The bill also ends the practice of auctioning off seized bitcoin. All future seizures would be transferred directly to the Strategic Reserve instead of being liquidated by the U.S. Marshals Service. Existing government holdings would be consolidated into a single audited ledger. Bitcoin in the reserve would be held for a minimum of 20 years, with the only exception being sales to reduce the national debt, which topped $39 trillion on Wednesday.
The federal custody standards are worth reading closely: geographic distribution of private keys across air-gapped facilities, multi-signature governance requiring authorization from the Treasury, the Fed, and an independent third agency, and investment in "quantum-resistant cryptographic upgrades." This is the most technically detailed bitcoin custody language ever written into a Congressional bill. As Brian Morgenstern told us last year, the planning for this has been accelerating behind the scenes for months.

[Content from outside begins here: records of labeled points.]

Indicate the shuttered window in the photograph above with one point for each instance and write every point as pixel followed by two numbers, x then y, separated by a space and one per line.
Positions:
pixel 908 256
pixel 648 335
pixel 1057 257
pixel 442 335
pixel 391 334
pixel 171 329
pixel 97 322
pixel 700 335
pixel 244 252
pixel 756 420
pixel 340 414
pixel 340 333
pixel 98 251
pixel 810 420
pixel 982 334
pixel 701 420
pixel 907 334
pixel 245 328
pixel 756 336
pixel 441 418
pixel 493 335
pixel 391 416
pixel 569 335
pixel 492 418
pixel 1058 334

The gold certificate revaluation is the quiet revolution here. The U.S. government has been carrying gold on its books at $42.22 an ounce for over 50 years while the market price has surged past $4,500. That's a 107x gap between the accounting fiction and reality. ARMA would close it and use the difference to buy an asset that can't be debased. Whether it passes is one question. That it exists with bipartisan support and 21 cosponsors on day one is the signal.